We got unrealistic transparency. We also need this transparency. Everything is logged with us: all actions, the entire process of issuing an order. We have the opportunity to go back in history for five months and compare some metric with the current one.



But we also gave this transparency to the clients. They see a courier coming to them. They can interact with him. They do not need to call the support service, say: "Where is my courier?"



In addition, it turned out to optimize costs, because we have access to all elements of the chain. As a result, now it costs a quarter less to deliver one order than it was before when we worked with external services. Yes, the cost of order delivery has decreased by 25%.



And if you summarize all the ideas that were discussed, the following can be distinguished.



You must clearly understand at what stage of development your current service is, your current project. And if this is an established business, used by millions of people, used, perhaps in several countries, you cannot do everything at the same level as with Rover.



But if you have an experiment ... The experiment is different in that at any moment, if we do not show the promised results, we can be closed. It didn't take off. And that's okay.



And we were in this regime for about ten months. We had reporting intervals, every two months we had to show the result. And we did it.



In this mode, it seems to me that you have no right to do something by investing in long-term and not getting anything in the short run. It is impossible to lay such a strong foundation for the future in this format of work, because the future may simply not come.



And any competent developer, technical leader must constantly choose between doing on crutches or building a spaceship right away.



In short, try to keep it as simple as possible, while leaving room for expansion.



There is a first level when you need to do it quite simply.
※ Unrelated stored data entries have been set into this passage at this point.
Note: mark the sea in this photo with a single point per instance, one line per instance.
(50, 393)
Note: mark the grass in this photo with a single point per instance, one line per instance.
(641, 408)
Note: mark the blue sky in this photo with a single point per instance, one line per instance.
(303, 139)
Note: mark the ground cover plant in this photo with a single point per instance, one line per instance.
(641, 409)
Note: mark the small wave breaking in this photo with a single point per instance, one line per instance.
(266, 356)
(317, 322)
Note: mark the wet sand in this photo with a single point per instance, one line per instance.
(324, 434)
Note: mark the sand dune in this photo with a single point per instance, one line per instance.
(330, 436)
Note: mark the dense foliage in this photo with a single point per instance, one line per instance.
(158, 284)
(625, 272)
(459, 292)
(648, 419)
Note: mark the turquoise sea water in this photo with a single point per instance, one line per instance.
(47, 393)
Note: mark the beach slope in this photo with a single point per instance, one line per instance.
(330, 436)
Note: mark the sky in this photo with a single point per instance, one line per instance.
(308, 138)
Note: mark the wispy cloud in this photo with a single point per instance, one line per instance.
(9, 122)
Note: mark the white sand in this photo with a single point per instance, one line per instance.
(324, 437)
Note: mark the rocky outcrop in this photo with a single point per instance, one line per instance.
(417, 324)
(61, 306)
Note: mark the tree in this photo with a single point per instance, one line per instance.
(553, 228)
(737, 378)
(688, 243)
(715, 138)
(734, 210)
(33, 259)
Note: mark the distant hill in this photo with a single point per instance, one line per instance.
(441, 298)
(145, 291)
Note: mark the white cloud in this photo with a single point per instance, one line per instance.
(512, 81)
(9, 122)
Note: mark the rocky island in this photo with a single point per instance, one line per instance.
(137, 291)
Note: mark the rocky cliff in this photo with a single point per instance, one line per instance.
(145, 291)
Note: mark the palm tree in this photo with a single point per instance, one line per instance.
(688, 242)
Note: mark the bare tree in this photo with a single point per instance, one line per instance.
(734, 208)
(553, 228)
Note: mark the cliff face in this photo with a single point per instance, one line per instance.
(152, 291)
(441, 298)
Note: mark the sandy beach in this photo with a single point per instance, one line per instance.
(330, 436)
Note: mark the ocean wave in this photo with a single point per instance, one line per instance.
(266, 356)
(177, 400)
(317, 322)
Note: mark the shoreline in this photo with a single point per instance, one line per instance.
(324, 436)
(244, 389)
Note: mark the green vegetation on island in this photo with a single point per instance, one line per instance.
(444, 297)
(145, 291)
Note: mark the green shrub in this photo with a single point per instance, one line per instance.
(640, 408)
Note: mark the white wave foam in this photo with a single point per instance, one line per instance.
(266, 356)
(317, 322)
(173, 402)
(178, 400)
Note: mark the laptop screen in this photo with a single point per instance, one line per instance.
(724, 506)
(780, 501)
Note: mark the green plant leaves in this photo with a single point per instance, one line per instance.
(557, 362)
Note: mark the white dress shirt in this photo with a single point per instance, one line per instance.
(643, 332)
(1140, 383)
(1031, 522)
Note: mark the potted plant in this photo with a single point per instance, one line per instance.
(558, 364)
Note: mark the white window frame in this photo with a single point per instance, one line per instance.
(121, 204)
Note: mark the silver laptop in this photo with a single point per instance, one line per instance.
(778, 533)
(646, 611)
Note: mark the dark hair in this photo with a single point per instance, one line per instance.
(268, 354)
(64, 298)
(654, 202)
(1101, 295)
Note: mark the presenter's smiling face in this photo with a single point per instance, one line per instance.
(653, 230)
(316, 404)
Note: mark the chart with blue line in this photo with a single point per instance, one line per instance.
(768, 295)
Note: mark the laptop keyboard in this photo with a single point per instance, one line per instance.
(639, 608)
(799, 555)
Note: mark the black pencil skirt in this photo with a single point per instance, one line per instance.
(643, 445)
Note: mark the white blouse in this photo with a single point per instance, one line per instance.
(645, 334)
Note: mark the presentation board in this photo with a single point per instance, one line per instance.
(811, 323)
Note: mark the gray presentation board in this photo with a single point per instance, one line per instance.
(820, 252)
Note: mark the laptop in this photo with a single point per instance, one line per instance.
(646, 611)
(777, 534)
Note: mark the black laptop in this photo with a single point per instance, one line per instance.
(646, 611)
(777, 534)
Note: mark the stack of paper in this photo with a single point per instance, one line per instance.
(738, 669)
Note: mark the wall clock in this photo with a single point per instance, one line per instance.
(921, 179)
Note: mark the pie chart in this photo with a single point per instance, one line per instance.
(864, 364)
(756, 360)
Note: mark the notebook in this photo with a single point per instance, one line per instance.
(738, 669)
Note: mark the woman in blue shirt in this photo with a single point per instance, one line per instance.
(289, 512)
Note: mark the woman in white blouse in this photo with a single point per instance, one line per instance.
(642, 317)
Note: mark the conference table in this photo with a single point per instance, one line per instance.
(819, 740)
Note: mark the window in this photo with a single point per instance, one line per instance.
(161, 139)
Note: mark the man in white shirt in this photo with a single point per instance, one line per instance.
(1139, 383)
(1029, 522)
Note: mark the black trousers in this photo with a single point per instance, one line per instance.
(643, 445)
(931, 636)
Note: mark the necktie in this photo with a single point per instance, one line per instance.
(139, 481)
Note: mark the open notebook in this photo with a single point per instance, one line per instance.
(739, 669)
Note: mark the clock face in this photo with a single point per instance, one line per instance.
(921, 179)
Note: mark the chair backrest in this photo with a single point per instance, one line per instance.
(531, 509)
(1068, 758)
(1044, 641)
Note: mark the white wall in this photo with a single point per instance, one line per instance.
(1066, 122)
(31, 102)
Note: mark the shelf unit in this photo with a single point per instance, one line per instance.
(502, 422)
And there is the first level with an asterisk, when you keep it simple, but leave at least a little room for maneuver so that it can be expanded. With this mindset, it seems to me that the results will be much better.



And the last thing. I talked about Rover that it is good to do such processes using feature flags. I advise you to listen to the talk by Maria Kuznetsova from the Java meetup. She told how feature flags are arranged in our system and monitoring.